Artificial photosynthesis, a process that uses sunlight to produce hydrogen, oxygen, and carbon, has potential Bill Gates calls “magical.” If we can improve the efficiency of the process, we may produce ample clean fuel for the vehicles of tomorrow.
Photosynthesis is an essential natural process that keeps not just plants, but just about everything else on Earth alive — including us. When plants convert carbon dioxide and water into carbohydrates, they feed themselves and emit oxygen for us to breathe. But what if we took a page out of nature’s book, and figured out how to use sunlight to produce hydrogen for fuel? “If it works it would be magical,” Bill Gates told Reuters, “because with liquids you don’t have the intermittency problem batteries.

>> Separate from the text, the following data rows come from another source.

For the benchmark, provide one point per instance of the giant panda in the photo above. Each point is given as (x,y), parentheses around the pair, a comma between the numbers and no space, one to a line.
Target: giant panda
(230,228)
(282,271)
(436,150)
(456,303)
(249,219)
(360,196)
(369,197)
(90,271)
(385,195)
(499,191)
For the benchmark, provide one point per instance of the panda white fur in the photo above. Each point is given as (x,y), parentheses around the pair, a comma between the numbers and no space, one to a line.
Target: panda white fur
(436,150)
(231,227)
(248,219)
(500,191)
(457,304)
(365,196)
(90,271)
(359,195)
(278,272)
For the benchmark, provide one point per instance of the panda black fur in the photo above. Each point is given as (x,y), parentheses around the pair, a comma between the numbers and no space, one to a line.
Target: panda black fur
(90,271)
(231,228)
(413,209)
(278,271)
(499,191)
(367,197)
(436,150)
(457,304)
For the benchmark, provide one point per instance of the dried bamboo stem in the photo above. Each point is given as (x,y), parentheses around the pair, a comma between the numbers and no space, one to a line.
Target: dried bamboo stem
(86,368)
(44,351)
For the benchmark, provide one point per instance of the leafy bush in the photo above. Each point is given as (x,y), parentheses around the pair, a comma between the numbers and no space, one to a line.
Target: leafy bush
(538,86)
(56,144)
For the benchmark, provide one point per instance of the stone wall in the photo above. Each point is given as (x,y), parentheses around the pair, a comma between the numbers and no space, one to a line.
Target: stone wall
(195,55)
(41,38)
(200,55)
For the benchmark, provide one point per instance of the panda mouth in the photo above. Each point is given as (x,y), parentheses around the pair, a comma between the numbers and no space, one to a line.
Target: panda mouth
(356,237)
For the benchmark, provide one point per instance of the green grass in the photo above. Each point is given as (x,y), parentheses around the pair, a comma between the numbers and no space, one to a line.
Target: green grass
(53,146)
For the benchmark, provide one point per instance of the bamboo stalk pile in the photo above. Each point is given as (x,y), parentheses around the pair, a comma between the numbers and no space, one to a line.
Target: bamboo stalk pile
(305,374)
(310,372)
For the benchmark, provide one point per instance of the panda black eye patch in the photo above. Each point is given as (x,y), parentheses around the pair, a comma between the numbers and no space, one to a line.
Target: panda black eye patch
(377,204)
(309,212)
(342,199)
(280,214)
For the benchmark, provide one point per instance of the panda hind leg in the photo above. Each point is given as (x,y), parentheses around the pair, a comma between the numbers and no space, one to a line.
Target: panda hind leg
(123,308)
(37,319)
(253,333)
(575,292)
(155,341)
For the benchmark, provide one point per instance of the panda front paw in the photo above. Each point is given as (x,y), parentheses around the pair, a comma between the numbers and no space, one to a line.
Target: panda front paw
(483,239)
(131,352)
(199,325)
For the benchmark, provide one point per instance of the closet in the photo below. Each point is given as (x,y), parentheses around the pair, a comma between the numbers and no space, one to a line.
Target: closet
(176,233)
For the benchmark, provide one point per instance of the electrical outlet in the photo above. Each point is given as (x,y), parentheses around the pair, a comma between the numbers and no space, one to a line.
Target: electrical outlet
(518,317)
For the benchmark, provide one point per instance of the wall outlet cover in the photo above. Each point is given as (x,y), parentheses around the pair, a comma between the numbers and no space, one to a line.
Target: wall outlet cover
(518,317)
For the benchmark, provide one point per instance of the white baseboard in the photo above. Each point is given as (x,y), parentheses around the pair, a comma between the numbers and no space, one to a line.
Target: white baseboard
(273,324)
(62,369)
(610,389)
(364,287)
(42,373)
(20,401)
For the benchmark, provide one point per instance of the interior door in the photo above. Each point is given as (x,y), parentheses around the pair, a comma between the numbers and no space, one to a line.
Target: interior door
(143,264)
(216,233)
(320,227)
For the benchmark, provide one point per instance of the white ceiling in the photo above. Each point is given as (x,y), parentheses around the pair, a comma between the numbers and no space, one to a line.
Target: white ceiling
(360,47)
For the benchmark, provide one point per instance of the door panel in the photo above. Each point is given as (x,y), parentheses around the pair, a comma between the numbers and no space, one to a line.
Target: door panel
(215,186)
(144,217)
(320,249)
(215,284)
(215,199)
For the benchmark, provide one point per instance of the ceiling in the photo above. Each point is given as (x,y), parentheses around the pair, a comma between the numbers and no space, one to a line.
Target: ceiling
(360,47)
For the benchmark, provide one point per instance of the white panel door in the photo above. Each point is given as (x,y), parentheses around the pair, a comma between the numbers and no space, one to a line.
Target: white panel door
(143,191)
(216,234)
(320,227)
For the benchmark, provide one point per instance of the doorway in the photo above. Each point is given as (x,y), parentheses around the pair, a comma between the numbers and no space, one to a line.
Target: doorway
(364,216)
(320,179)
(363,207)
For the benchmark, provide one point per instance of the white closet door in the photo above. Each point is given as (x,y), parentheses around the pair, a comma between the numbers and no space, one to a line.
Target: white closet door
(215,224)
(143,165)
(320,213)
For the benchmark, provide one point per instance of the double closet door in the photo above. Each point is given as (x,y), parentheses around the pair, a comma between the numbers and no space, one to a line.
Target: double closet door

You can put the liquid into a big tank and burn it whenever you want.”
Artificial photosynthesis (AP) aims to split water in oceans, and possibly even rivers, into its hydrogen, oxygen, and carbon components using sunlight. Hydrogen produced via AP is readily usable in the fuel cells of electric cars being manufactured right now, and it can also be used to store solar energy. Liquid fuels like hydrogen have a distinct advantage over batteries, as they are lighter and less bulky.
Combining the fruits of AP in the right proportions produces methanol, which can fuel combustion engines. China has become the largest consumer of methanol in the world, blending it with gas at levels of 15 percent or less for consumer vehicles at gas stations, and running transit vehicles on blends as high as 85 percent methanol.
A variation on the AP process was also used to metabolically engineer nitrogen-generating bacteria to produce nitrogen-based fertilizer right in soil —a technique that could boost crops yields in places without ready access to conventional fertilizers. Eventually, these kinds of bacteria might be able to “breathe in” the hydrogen produced by AP and use it to produce a range of goods, including drugs, fertilizers, fuels, and plastics, all determined by the metabolic engineering of the bacteria.
The main challenge presented by AP is that photosynthesis in nature is inefficient. Plants convert only about 1 percent of carbon and water into carbohydrates. That efficiency has increased to about 10 percent in the lab, however, and researchers at Monash University in Melbourne, Australia, have hit a level of 22 percent efficiency.
Meanwhile, Gates — ever an advocate for new energy technologies in general and AP in particular — has founded the Breakthrough Energy Coalition, a global coalition of private investors who intend to supplement government-funded research into clean energy with seed money. He sees development of new forms of energy such as AP an imperative, and hopes that disrupting the energy sector will prompt these kinds of discoveries and positive changes. “We need to surprise them that these alternative ways of doing energy can come along and come along in an economic way,” he told Big Think. “If we are to avoid the levels of warming that are dangerous we need to move at full speed.”